I looked at the bed and then the clock beside it. It's not that late and I feel restless after the heaviness of the day. Let's burn off some energy.
I removed my clothes and left them on the bed before walking downstairs and out the front door. Once again happy that my house was in the woods, I took a deep breath and before letting it out, I shifted all the way to my final form, the dire tiger. Then with no hesitation, I ran into the woods.
I had run the forest for about a half an hour, not bothering to pay attention to where I was so long as I was in the deep woods. Lots of new scents in the forest, almost all were wolf scent. Guess the tribe got a few more wolf warriors.
I reached out with my mind to see if I could feel Sam like I was able to before my trip to Nepal but didn't feel anything. Either he wasn't out tonight, or my gift had changed, and that connection wasn't part of me anymore.

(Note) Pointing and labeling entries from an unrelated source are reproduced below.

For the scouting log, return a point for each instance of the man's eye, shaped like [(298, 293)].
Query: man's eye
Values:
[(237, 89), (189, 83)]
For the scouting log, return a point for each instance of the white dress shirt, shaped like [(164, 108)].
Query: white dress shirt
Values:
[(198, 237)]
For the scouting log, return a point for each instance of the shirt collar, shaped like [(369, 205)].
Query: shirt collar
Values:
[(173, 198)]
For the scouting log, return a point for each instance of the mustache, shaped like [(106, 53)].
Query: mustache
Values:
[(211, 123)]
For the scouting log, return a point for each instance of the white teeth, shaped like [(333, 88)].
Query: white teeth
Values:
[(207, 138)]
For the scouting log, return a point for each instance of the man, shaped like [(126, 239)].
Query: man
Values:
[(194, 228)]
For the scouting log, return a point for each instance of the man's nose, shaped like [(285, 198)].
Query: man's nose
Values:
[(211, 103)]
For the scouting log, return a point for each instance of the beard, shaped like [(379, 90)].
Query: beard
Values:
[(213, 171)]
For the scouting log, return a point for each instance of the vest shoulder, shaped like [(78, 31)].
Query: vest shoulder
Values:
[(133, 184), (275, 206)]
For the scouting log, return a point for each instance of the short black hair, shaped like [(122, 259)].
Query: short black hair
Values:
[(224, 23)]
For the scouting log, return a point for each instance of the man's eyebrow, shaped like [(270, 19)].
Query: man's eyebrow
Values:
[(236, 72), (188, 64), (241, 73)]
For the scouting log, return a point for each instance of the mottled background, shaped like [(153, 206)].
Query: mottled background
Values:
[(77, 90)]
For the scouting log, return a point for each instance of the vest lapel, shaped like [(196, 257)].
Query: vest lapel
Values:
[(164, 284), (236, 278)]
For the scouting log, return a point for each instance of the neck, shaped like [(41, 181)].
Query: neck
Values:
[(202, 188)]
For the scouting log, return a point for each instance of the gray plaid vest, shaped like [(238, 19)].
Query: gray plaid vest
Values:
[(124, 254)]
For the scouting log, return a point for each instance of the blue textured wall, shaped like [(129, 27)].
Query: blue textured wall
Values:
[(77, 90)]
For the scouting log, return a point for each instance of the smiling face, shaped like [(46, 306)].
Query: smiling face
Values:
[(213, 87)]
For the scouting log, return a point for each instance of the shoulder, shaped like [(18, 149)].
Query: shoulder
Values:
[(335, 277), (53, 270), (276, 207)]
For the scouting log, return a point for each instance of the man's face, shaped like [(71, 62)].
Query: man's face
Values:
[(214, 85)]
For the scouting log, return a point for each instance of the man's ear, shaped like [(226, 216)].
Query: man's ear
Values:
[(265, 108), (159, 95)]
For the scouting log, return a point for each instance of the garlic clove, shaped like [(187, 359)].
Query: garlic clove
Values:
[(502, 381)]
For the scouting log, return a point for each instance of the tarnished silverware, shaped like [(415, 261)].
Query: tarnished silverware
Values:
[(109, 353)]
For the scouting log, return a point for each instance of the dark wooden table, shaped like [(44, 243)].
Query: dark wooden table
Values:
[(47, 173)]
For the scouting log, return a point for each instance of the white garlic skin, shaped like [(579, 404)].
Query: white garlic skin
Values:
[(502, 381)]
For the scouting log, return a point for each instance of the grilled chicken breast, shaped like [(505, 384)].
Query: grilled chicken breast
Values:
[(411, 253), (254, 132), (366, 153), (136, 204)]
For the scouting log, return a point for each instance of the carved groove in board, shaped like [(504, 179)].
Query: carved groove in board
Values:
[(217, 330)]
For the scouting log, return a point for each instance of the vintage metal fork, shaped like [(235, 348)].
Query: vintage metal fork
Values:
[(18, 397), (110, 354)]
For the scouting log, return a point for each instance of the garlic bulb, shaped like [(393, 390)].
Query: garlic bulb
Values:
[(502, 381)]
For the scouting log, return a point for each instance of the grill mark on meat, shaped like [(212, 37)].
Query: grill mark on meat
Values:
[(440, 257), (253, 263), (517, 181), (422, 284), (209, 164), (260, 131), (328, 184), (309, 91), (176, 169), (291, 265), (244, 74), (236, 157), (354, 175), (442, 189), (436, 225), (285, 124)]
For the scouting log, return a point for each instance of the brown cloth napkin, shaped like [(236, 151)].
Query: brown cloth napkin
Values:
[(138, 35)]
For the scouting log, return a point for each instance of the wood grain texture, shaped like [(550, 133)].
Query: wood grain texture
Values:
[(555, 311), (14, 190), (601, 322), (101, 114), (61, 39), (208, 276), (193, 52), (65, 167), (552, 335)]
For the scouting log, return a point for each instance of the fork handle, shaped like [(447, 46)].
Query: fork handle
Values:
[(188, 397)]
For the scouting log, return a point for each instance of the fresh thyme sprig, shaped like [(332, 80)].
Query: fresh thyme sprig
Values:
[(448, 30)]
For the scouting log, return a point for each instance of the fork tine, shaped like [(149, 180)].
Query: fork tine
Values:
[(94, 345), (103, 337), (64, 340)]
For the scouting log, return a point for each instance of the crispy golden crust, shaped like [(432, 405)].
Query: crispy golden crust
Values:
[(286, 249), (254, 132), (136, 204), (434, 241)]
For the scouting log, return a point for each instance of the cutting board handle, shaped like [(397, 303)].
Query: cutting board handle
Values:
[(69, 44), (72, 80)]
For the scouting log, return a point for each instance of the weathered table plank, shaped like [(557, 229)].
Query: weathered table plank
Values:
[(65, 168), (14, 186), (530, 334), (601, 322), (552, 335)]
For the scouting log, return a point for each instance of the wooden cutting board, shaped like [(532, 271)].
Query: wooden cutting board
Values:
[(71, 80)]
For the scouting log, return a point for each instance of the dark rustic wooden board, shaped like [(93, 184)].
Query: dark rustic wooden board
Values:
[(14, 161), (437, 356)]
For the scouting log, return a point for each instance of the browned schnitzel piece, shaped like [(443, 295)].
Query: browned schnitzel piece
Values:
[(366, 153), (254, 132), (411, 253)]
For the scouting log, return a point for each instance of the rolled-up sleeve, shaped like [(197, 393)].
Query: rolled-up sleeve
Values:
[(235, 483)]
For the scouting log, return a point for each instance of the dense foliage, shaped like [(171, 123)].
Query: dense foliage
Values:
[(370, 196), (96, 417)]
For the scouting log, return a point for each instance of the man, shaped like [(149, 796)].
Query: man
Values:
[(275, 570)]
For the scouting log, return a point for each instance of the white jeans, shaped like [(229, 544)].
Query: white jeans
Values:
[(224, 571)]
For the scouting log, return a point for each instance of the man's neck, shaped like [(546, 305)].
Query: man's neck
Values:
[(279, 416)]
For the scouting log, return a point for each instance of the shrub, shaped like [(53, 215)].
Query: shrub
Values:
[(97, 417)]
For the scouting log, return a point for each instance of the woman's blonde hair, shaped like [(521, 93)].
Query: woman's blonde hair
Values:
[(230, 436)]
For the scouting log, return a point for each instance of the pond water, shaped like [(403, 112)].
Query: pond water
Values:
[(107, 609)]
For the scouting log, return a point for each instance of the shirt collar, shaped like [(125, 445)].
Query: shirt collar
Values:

I had gone maybe another 10 minutes before I felt a push on my mind.
{"Thomas?"}
{"Hello Sam. I just reached out to see if you were around a few minutes ago. How are things?"}
There was a pause before Sam answered. I started moving in the direction of the Quileute boarder without consciously deciding to.
{"It's different lately. Louder, busier… more of us now."}
The words felt measured, like he was trying to keep things generalized.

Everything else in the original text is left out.